In the validation study, the MSKCC investigators first reanalyzed 47 samples that were previously profiled with FoundationOne, in which 169 alterations were initially identified in 55 genes common to both assays. Comparing results of the Heme test against the original FoundationOne results, the concordance between the two was 99.4 percent, the authors wrote.
The group also performed an experiment using pooled cell lines with known genomic rearrangements to create mixtures representing a range of clinically relevant tumor fractions, and compared the genomic rearrangements detected in the pooled samples relative to the initial constituent cell lines.
According to the authors, FoundationOne Heme's sensitivity for fusion detection at 20 to 100 percent tumor fraction was 100 percent, and it remained 98 percent sensitive even down to a 10 percent tumor fraction. There were also only a few false-positive calls, yielding a positive predictive value of more than 98 percent.
In addition to this comparison, the MSKCC researchers performed blinded comparisons with CLIA-certified diagnostic assays, including a Sequenom assay, RT-PCR, FISH, and PCR fragment analysis for 76 clinical specimens.
These specimens had been previously tested for 214 clinically relevant alterations in 11 genes that are known and routinely tested in clinical practice in hematologic cancers including AML, ALL, and MDS. In this comparison the overall concordance between FoundationOne Heme and these other assays was 99 percent.
More specifically, of 101 genomic alterations identified by the Sequenom assay or by PCR fragment analysis, 100 were also called by FoundationOne Heme.
Meanwhile, amongst the negative genomic alterations reported previously using the other assays, FoundationOne Heme confirmed 111 negative calls and identified two additional IDH2 R140Q mutations that were not detected by the reference methods. These two IDH2 alterations were later confirmed in an independent validation using the Ion Torrent AmpliSeq platform.
In addition to the concordance analysis, genomic profiling of the 76 test samples using FoundationOne Heme also identified 126 additional somatic alterations including clinically relevant genomic alterations in KRAS, TET2, EZH2, and DNMT3A.
Importantly, the study also showed that the molecular information supplied by the test can help accurately match patients with a particular targeted therapy.

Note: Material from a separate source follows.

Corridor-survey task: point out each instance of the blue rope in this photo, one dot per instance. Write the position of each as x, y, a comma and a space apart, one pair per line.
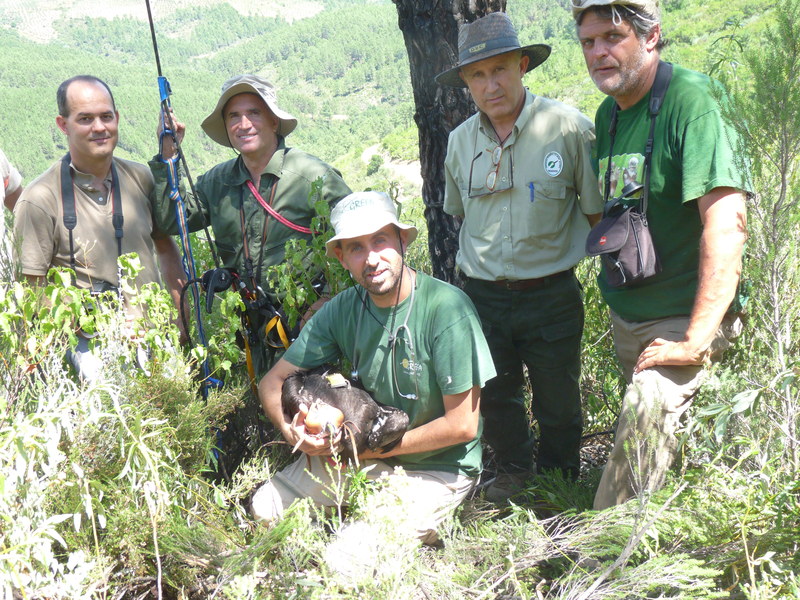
183, 232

In the study Foundation Medicine shared clinical data from genomic profiling of 3,696 hematologic malignancies submitted to its CLIA-certified, NYS-approved lab.
More than 90 percent of the specimens — 3,433 out of 3696 — were successfully characterized. The test identified at least one driver alteration in 95 percent of the tumor specimens, and results showed that 77 percent of the cases harbored at least one alteration linked to a commercially available targeted therapy or one that is in clinical development, the MSKCC researchers reported.
In addition, 61 percent of the cases harbored at least one alteration with known prognostic relevance in that tumor type.
In discussion of the results, the study authors argued that clinical merit of the test was underscored by the demonstrated ability to identify genetic lesions with prognostic and therapeutic relevance in specific diseases.
For example, the authors wrote, "In the case of B-cell ALL … the challenge has been that the critical genes … can be altered by whole gene/intragenic deletions, DNA base-pair substitutions, and larger indels, as well as chromosomal, intergenic, and cryptic rearrangements, which lead to expression of fusion transcripts."
"Currently, most centers use an amalgam of DNA, FISH, and gene-specific RNA approaches to identify a subset of the most critical genetic lesions in B-ALL. Our assay provides a single profiling platform that can reliably identify all known actionable disease alleles relevant to B-ALL to improve diagnosis and risk-adapted therapy for B-ALL patients," they wrote.